Science News in WSJ !? Global Warming yes, Hockey Stick no

n1vux on 2005-02-25T03:42:38

Monday, Feb 14 WSJ had Real Science on Page 1, Column #1!

Finally seeing some Main-stream media ("MSM" in blogspeak) attention to McIntyre & McKitrick's critique of the politicaly correct but scientificly suspect MBH hockeystick paper.

Science requires reproducibility. Not disclosing all the data and not disclosing your algorithm makes the political hockeystick graphics just that, political graphics. Science must have higher standards. Failure to hold climate science to the standards of science plays into the hands of the professional ostriches (and their chorus of not proved).

Polictical correctness has no place in science. Knee-jerk support for Mann et al is endangers the entire environmentalist agenda.
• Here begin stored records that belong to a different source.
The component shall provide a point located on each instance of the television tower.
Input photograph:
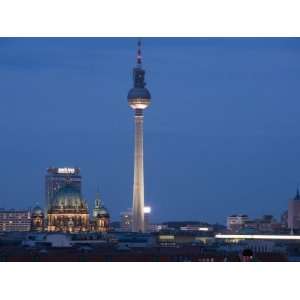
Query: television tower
(138, 99)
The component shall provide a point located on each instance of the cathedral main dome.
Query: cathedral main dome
(68, 199)
(68, 211)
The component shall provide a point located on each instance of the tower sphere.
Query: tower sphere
(139, 98)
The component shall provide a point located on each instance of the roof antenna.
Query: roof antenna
(139, 53)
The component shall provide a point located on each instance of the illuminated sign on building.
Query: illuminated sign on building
(66, 170)
(147, 210)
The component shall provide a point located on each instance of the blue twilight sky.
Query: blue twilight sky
(221, 136)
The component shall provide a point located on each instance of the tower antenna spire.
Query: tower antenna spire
(139, 53)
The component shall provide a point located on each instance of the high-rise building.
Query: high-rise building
(57, 178)
(15, 220)
(294, 212)
(37, 219)
(138, 99)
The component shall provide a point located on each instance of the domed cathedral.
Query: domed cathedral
(68, 212)
(100, 222)
(37, 219)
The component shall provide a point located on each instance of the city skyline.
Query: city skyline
(66, 125)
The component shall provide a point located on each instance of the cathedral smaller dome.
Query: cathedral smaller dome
(100, 212)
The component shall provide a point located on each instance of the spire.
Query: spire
(139, 54)
(98, 200)
(297, 197)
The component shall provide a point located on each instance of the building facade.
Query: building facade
(37, 219)
(294, 212)
(15, 220)
(57, 178)
(236, 222)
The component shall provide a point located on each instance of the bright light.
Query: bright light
(203, 228)
(66, 170)
(257, 236)
(147, 210)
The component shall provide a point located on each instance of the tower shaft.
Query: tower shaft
(138, 185)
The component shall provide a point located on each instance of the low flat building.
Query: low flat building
(236, 222)
(15, 220)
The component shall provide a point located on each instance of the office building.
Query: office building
(57, 178)
(15, 220)
(294, 212)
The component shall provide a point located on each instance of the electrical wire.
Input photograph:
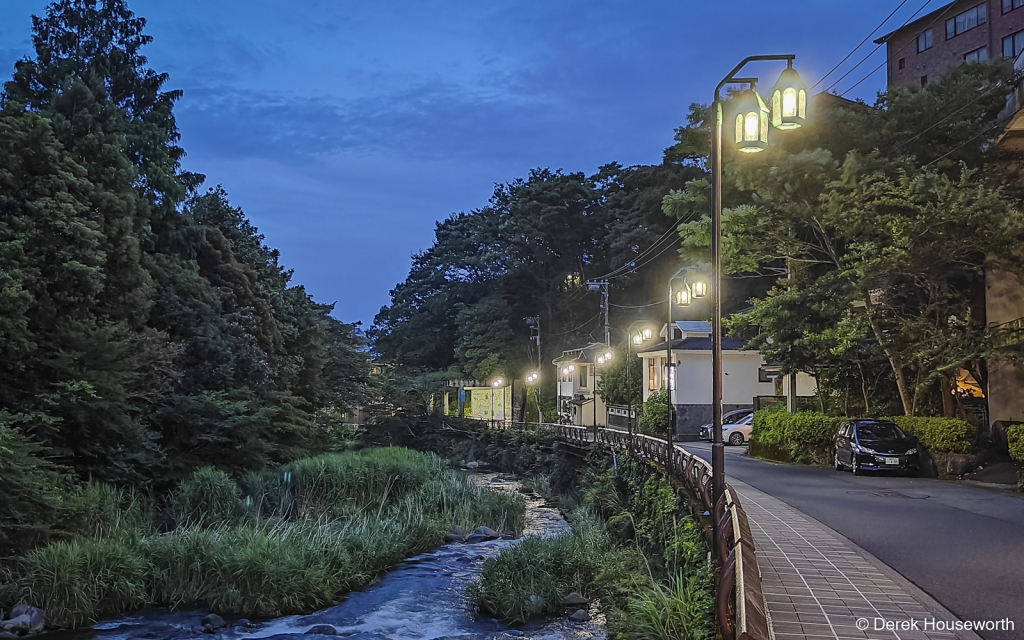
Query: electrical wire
(576, 329)
(898, 7)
We need a competent analysis that demonstrates the real trends, but includes medeival warm period and litlte ice age, and doesn't produce hockey-sticks from random input.

Moberg's recent study and borehole series are more plausible and in agreement; and the Scripps study (Note that M+M acknowledge Moberg looks interesting and independent.)

Both sides are engaged in whacking straw dogs (with hockey sticks) This WSJ article is mostly good news, the folks speaking out have finally been meard by the Main Stream Media. The fair-and-balanced tone of course results in their being too fair to the "we're on the side of right so it doesn't matter if the math is bad" folks. Argument Ad Hominem has no place in science ... didn't in Galileo's time either, of course ...

Pollution *is* bad, but MBH was bad "science" and Kyoto was bad policy. Assuming China won't increase pollution even faster than their internal consumption growth and improved standard of living to absorb even more manufaturing to offset Western Kyoto cuts is absurd, the laws of Economy can be outlawed by treaty no more effectively than the law of gravity could be repealed.

Putting policy ahead of evidence is the death of science, and may set back the policy when discovered.

References




Another interesting Global Warming info page

mugwumpjism on 2005-02-25T04:45:13

See http://www.predictweather.com/global_warming/index.asp

Basically this guy has a working model to predict weather. He points out that most people overlook that the moon is the giant gravitic stirrer of the thick soup we call the atmosphere, and so it's swirling can be predicted by looking at the interference patterns of its various cycles (primarily phase and apogee/perigee, but also declination).

His model also explains and predicts larger effects like El Niño.